[7] I know at least of no example of a vessel or bead of glass of an earlier date. That the molten material of the glazes—known from the earliest period—may even in very early times have been rolled into slabs and subsequently cut up into pieces for inlay-work, would seem to be proved by a fragment of a wooden box, bearing the name of a king of the First Dynasty, found by M. Amélineau on the site of Abydos. This box (it is now in the Ashmolean Museum, where it was pointed out to me by Mr. Bell) is decorated with small triangular plaques of what is apparently a blue translucent glass, with an uneven but undecomposed surface.
[8] It should be borne in mind that colourless rock crystal was at all times ‘taboo’ to the Egyptians, and this fact may partly account for the absence of clear white glass in Egypt.
[9] In most cases, I think, the comparatively hard arragonite, the carbonate, and not the sulphate of lime that we know by that name.

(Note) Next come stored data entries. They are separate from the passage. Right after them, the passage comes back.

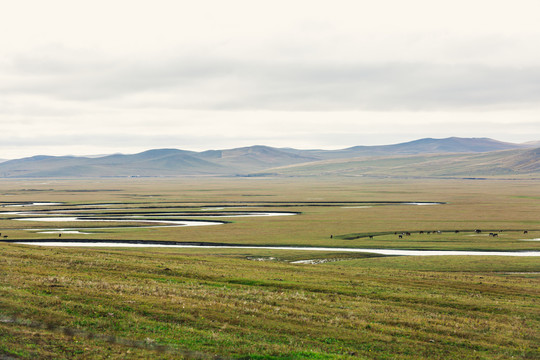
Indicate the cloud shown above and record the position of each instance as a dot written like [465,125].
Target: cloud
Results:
[228,84]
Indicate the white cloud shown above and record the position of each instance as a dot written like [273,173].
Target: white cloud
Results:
[105,76]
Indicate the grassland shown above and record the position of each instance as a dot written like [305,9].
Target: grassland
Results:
[240,303]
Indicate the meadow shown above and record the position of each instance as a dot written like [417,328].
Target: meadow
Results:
[257,303]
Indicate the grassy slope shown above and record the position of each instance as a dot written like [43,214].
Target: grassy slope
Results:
[499,163]
[90,303]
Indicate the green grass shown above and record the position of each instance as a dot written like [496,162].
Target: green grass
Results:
[252,303]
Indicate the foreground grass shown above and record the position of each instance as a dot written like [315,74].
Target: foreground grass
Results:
[98,303]
[198,303]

[10] There is, however, some reason to believe not only that the salt lakes of the Delta were exploited at a very early date, but that the natron, an impure carbonate of soda, may well have been exported thence by an old caravan route, perhaps even in pre-dynastic times.
[11] Professor Buckman, in a paper in the Archæological Journal so long ago as 1851 gives some valuable analyses of ancient glass, the main result of which is to show the absence of lead and the general use of copper as a source of blue, in pre-Roman times at least. In many of these older analyses, as in those made by Sir Humphry Davy, there always remains an element of doubt, not so much as to the accuracy of the chemist’s work, but as to the provenance of the specimen that he is examining. Professor Buckman dwells upon the light that properly conducted analyses would throw upon the origin and classification of the glass of the ancients. He does not, unfortunately, distinguish the nature of the alkali, whether soda or potash, in his own analyses. Little work of this kind has been accomplished in the fifty years that have since elapsed.
[12] Antimony has been found in the glaze of Assyrian bricks, as well as in the yellow enamel of mediæval Saracenic glass. The Egyptian name was mestem, whence the word stibium (antimony), but other minerals such as galena, hæmatite, and pyrolusite (oxide of manganese), have also been found in their kohl-pots; at one time indeed, during the early empire, a copper-green was in fashion for painting the angles of the eyes. I may mention that in the twisted rods—of a comparatively late date, however—that fitted into these kohl-pots, we have some of the earliest examples of a transparent white glass.
[13] This, however, is not quite certain, for the prænomen of Thothmes III.—Men-cheper-Ra—was assumed, I am informed, by one of the priest kings of the Twenty-second Dynasty. Indeed, the technique in this case would point rather to a late than an early period.
[14] I had proposed to include this example and the two little vases previously described among my coloured illustrations. I have, however, not been able to obtain the requisite permission from the keeper of the Egyptian Department.
[15] This is the expression used in the official catalogue of the Museum, from which I borrow this description.
[16] Glass-workers’ moulds have been found at Mycenæ, and it has been claimed for this glass that it was made as well as melted on the spot. But that, I think, is unlikely.